Among dermatologists and dermatology residents, DLS supports increased accuracy relatively evenly across all skin tones. However, the same was not true for generalists—their accuracy increased more on light skin tones than on dark ones.
Interestingly, how physicians were asked to adjust their diagnoses in response to DLS feedback had a significant effect on accuracy. When doctors were shown “updating my top prediction” first on the list compared to the previous one, their top-1 accuracy increased significantly.
These results suggest the critical importance of planning. “These little details,” says Groh, “can make big differences.”
The right kind of doctor-machine collaboration
Groh says another important takeaway from the research is how difficult it is to diagnose skin conditions from photographs alone. Relatively low overall accuracy rates provide “some sense of how much information is in an image,” he says. “It’s really imperfect.”

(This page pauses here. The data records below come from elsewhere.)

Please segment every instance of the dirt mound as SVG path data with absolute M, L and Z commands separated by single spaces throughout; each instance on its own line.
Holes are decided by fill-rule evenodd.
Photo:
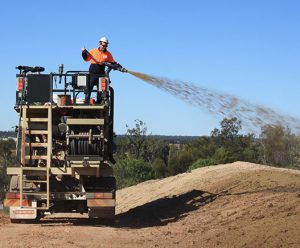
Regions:
M 300 171 L 210 166 L 120 190 L 117 204 L 114 227 L 71 218 L 2 224 L 0 246 L 300 246 Z
M 163 226 L 169 245 L 300 244 L 300 171 L 244 162 L 210 166 L 121 190 L 118 201 L 123 223 Z

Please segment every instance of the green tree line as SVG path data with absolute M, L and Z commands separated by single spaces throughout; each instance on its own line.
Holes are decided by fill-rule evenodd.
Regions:
M 240 134 L 241 129 L 240 120 L 225 118 L 210 136 L 171 144 L 147 135 L 146 124 L 136 120 L 117 140 L 114 171 L 118 187 L 235 161 L 300 169 L 300 136 L 290 129 L 264 126 L 259 137 Z

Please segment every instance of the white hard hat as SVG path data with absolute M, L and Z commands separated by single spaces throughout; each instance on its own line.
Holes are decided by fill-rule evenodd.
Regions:
M 102 37 L 99 42 L 105 42 L 108 44 L 108 39 L 106 37 Z

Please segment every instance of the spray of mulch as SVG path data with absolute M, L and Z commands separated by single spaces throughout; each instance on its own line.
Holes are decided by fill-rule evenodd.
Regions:
M 243 127 L 250 132 L 259 133 L 261 127 L 265 125 L 280 125 L 300 133 L 300 119 L 276 113 L 271 108 L 179 80 L 134 71 L 128 73 L 189 104 L 206 109 L 213 115 L 226 118 L 237 117 L 242 121 Z

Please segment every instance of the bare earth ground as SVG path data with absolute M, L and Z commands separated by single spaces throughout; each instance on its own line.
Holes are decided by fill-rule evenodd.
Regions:
M 114 226 L 0 215 L 0 247 L 300 247 L 300 171 L 210 166 L 120 190 L 117 204 Z

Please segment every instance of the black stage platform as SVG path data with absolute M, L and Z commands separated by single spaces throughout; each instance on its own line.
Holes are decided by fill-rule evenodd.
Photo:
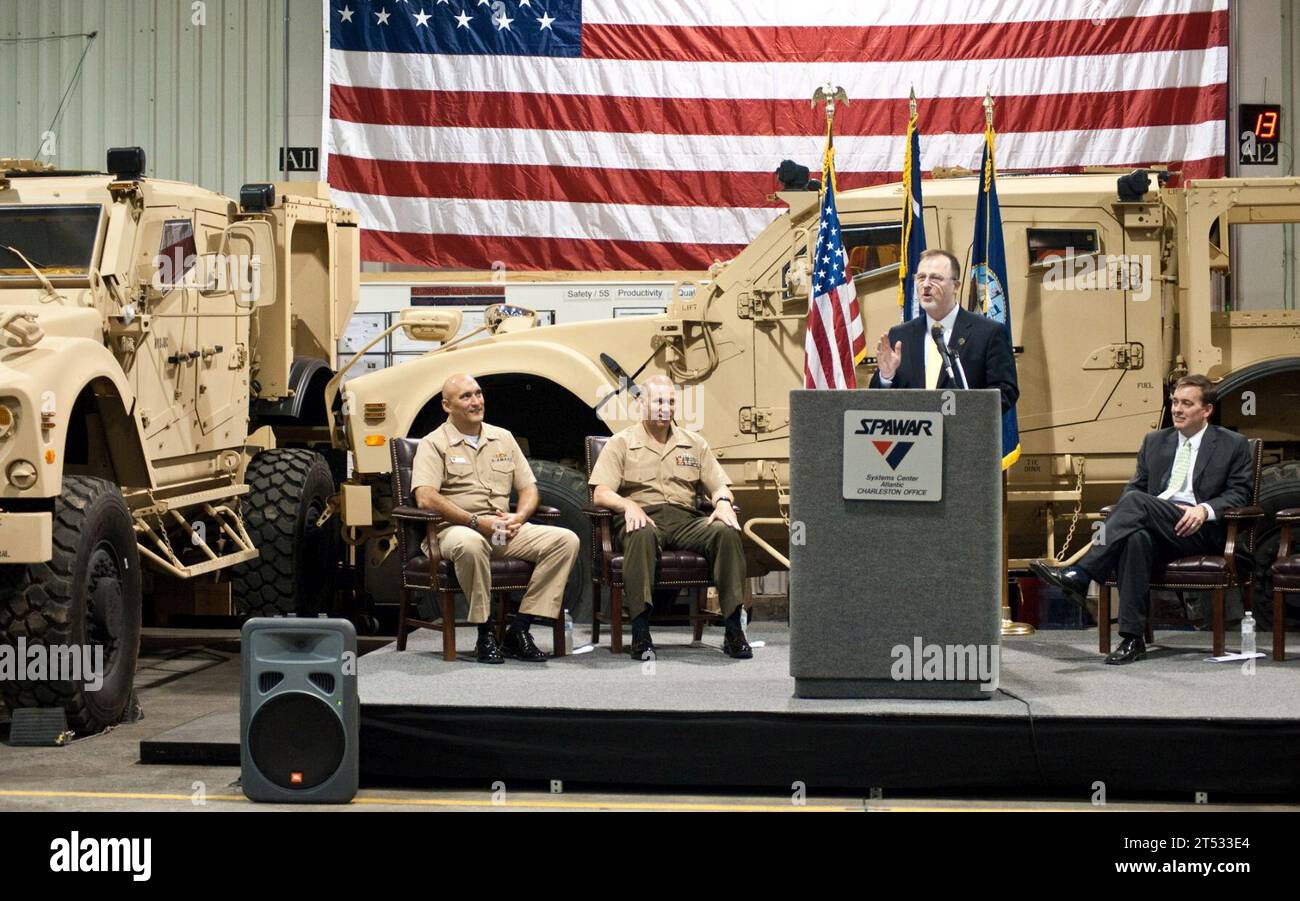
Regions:
M 536 632 L 548 648 L 549 630 Z M 362 778 L 1079 798 L 1104 782 L 1116 799 L 1300 796 L 1300 661 L 1261 658 L 1247 675 L 1206 661 L 1208 634 L 1156 637 L 1127 667 L 1103 665 L 1093 631 L 1008 639 L 987 700 L 830 701 L 792 696 L 784 625 L 751 625 L 766 645 L 749 661 L 723 656 L 719 629 L 700 645 L 687 629 L 659 629 L 653 667 L 614 657 L 608 638 L 545 664 L 446 663 L 422 631 L 405 653 L 360 658 Z M 472 631 L 459 642 L 470 651 Z M 1271 645 L 1267 633 L 1259 643 Z M 140 753 L 237 764 L 238 716 L 196 720 Z

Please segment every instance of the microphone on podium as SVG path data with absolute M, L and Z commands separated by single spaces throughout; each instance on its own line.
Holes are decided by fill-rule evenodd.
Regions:
M 930 328 L 930 337 L 934 339 L 934 346 L 939 350 L 939 359 L 943 360 L 943 368 L 948 372 L 948 378 L 955 385 L 957 384 L 957 374 L 952 371 L 952 357 L 948 354 L 948 345 L 943 341 L 943 326 L 935 323 Z

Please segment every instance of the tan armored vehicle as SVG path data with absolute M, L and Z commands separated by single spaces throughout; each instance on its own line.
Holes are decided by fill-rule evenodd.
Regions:
M 1300 312 L 1223 309 L 1229 227 L 1300 219 L 1300 180 L 1175 189 L 1157 173 L 1122 184 L 1117 176 L 999 179 L 1021 388 L 1023 456 L 1010 473 L 1013 566 L 1086 547 L 1087 516 L 1132 475 L 1142 436 L 1167 422 L 1169 380 L 1186 372 L 1218 380 L 1223 425 L 1265 439 L 1262 500 L 1270 513 L 1300 504 Z M 928 246 L 968 260 L 974 180 L 927 181 L 924 189 Z M 339 436 L 355 457 L 345 526 L 367 542 L 367 561 L 378 564 L 391 545 L 387 439 L 421 435 L 441 420 L 437 392 L 448 374 L 478 377 L 490 420 L 529 449 L 544 502 L 564 510 L 585 541 L 583 436 L 636 418 L 616 391 L 625 375 L 665 373 L 683 386 L 686 424 L 704 433 L 736 484 L 753 571 L 783 566 L 788 392 L 802 385 L 818 205 L 813 192 L 779 196 L 788 212 L 734 259 L 681 282 L 665 315 L 539 329 L 526 311 L 497 310 L 478 334 L 350 381 Z M 897 184 L 838 197 L 868 347 L 900 315 L 901 202 Z M 859 385 L 873 366 L 868 359 L 859 368 Z M 363 502 L 370 492 L 373 520 Z M 1259 560 L 1271 560 L 1276 536 L 1270 523 Z
M 0 163 L 0 643 L 103 665 L 0 687 L 77 732 L 127 710 L 155 573 L 228 578 L 263 614 L 334 583 L 335 479 L 309 446 L 357 302 L 355 214 L 316 185 L 236 203 L 144 167 Z

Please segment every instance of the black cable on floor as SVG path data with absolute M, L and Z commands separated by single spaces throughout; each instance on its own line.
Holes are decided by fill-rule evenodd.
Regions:
M 1046 791 L 1047 775 L 1043 772 L 1043 761 L 1038 752 L 1038 732 L 1034 729 L 1034 708 L 1028 701 L 1013 691 L 1008 691 L 999 686 L 998 693 L 1004 694 L 1025 705 L 1025 713 L 1029 716 L 1029 746 L 1033 748 L 1034 751 L 1034 766 L 1038 768 L 1038 782 L 1043 787 L 1043 790 Z

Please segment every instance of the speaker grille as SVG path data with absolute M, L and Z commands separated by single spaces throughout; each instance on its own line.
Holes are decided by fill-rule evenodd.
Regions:
M 262 673 L 257 677 L 257 690 L 266 694 L 272 688 L 275 688 L 284 681 L 284 673 Z
M 327 695 L 334 694 L 334 674 L 333 673 L 312 673 L 307 677 L 311 684 L 315 685 Z
M 300 691 L 271 698 L 248 724 L 252 764 L 291 791 L 315 788 L 333 776 L 343 763 L 346 741 L 330 705 Z

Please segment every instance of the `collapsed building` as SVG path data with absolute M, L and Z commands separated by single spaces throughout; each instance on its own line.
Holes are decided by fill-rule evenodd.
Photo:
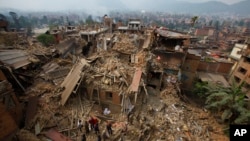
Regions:
M 138 20 L 131 20 L 126 32 L 110 33 L 106 27 L 67 30 L 69 34 L 49 48 L 30 44 L 14 58 L 1 49 L 2 66 L 12 66 L 13 76 L 22 76 L 16 80 L 33 78 L 29 87 L 19 86 L 25 122 L 21 130 L 13 126 L 9 132 L 18 131 L 17 139 L 80 140 L 77 121 L 92 115 L 100 121 L 101 132 L 106 121 L 114 123 L 109 140 L 122 138 L 126 122 L 126 140 L 227 140 L 207 111 L 180 101 L 188 35 L 144 30 Z M 87 135 L 87 140 L 95 139 L 94 133 Z
M 147 93 L 145 85 L 149 68 L 147 60 L 150 59 L 150 55 L 144 49 L 148 48 L 145 46 L 150 46 L 150 37 L 142 42 L 142 37 L 136 34 L 118 33 L 113 38 L 116 39 L 112 41 L 112 47 L 100 46 L 101 49 L 91 57 L 80 60 L 85 62 L 85 65 L 79 63 L 74 68 L 83 70 L 79 75 L 79 80 L 83 82 L 80 89 L 88 99 L 103 105 L 103 109 L 111 109 L 112 112 L 121 109 L 130 111 L 137 99 Z M 72 72 L 78 73 L 75 70 Z M 62 100 L 70 93 L 69 91 L 68 94 L 63 94 Z M 65 101 L 62 101 L 62 104 L 64 105 Z

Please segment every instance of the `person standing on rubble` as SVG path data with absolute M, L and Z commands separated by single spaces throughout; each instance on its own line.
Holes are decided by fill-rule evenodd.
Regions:
M 95 129 L 95 125 L 98 123 L 98 120 L 93 117 L 93 116 L 90 116 L 90 119 L 89 119 L 89 124 L 91 125 L 91 129 L 94 130 Z
M 127 115 L 127 122 L 132 124 L 132 117 L 133 117 L 133 114 L 132 112 L 129 112 L 128 115 Z
M 85 121 L 84 127 L 85 127 L 86 134 L 89 134 L 89 123 L 88 123 L 88 121 Z
M 79 121 L 77 122 L 77 128 L 78 128 L 81 132 L 82 132 L 82 127 L 83 127 L 82 121 L 79 120 Z
M 112 135 L 113 131 L 112 131 L 112 122 L 111 121 L 107 121 L 106 128 L 107 128 L 109 135 Z
M 99 133 L 100 133 L 98 122 L 94 125 L 94 130 L 95 130 L 95 133 L 96 133 L 96 134 L 99 134 Z

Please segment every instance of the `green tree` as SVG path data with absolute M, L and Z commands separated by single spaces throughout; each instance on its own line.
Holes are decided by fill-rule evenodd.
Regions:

The fallibility of images means that the best AI-powered dermatology may look different from how we currently imagine it. Until now, many doctors and computer scientists assumed that the optimal approach would be to teach the system to produce a single diagnosis from an image. But perhaps, Groh says, it would be more useful to train a DLS to generate lists of possible diagnoses—or even to generate descriptions of the skin condition (such as its size, shape, color, and texture) that would they could guide doctors diagnoses.
Ultimately, research shows that DLSs and physicians are more powerful together than alone. “It’s all about growing people,” says Groh. “We’re not trying to automate anyone away. We’re actually trying to understand how augmentation might work, when and where it will be useful, and how we should plan augmentation appropriately.”